Here’s an excerpt from the President’s much-touted PBS interview:
So point number one, if you’re a U.S. person, then NSA is not listening to your phone calls and it’s not targeting your emails unless it’s getting an individualized court order. That’s the existing rule. There are two programs that were revealed by Mr. Snowden, allegedly, since there’s a criminal investigation taking place, and they caused all the ruckus. Program number one, called the 2015 Program, what that does is it gets data from the service providers like a Verizon in bulk, and basically you have call pairs. You have my telephone number connecting with your telephone number. There are no names. There is no content in that database. All it is, is the number pairs, when those calls took place, how long they took place. So that database is sitting there. Now, if the NSA through some other sources, maybe through the FBI, maybe through a tip that went to the CIA, maybe through the NYPD. Get a number that where there’s a reasonable, articulable suspicion that this might involve foreign terrorist activity related to Al-Qaeda and some other international terrorist actors. Then, what the NSA can do is it can query that database to see did any of the — did this number pop up? Did they make any other calls? And if they did, those calls will be spit out. A report will be produced. It will be turned over to the FBI. At no point is any content revealed because there’s no content that —
The NSA isn’t reading your emails, the NSA isn’t listening to your phone calls, because there are rules according to President Obama.

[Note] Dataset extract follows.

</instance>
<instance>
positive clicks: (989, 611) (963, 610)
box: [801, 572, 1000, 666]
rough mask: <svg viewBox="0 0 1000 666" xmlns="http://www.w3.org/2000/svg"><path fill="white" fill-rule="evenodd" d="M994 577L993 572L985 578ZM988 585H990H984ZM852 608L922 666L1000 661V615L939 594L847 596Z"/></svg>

Which sort of plays into something NSA whistleblower Edward Snowden said recently during an online chat hosted by The Guardian: “it’s important to understand that policy protection is no protection — policy is a one-way ratchet that only loosens.”
What Snowden means, and what President Obama is tacitly confirming, is that whoever of the half-million or so federal employees or contractors with “top secret” security clearance who have access to our communications data don’t listen to our calls or read our emails because they’re not supposed to.
Not be cause they can’t. We’re just supposed to believe they won’t, because there are rules against it.
But what happens if a rogue NSA employee or federal contractor breaks the rules? What happens if some outside entity hacks the database?
Americans don’t have a lot of assurances in that regard.
If the sanctity of our private communications data that is in the hands of the government hinges upon our ability to trust the government, we’re all in a lot of trouble.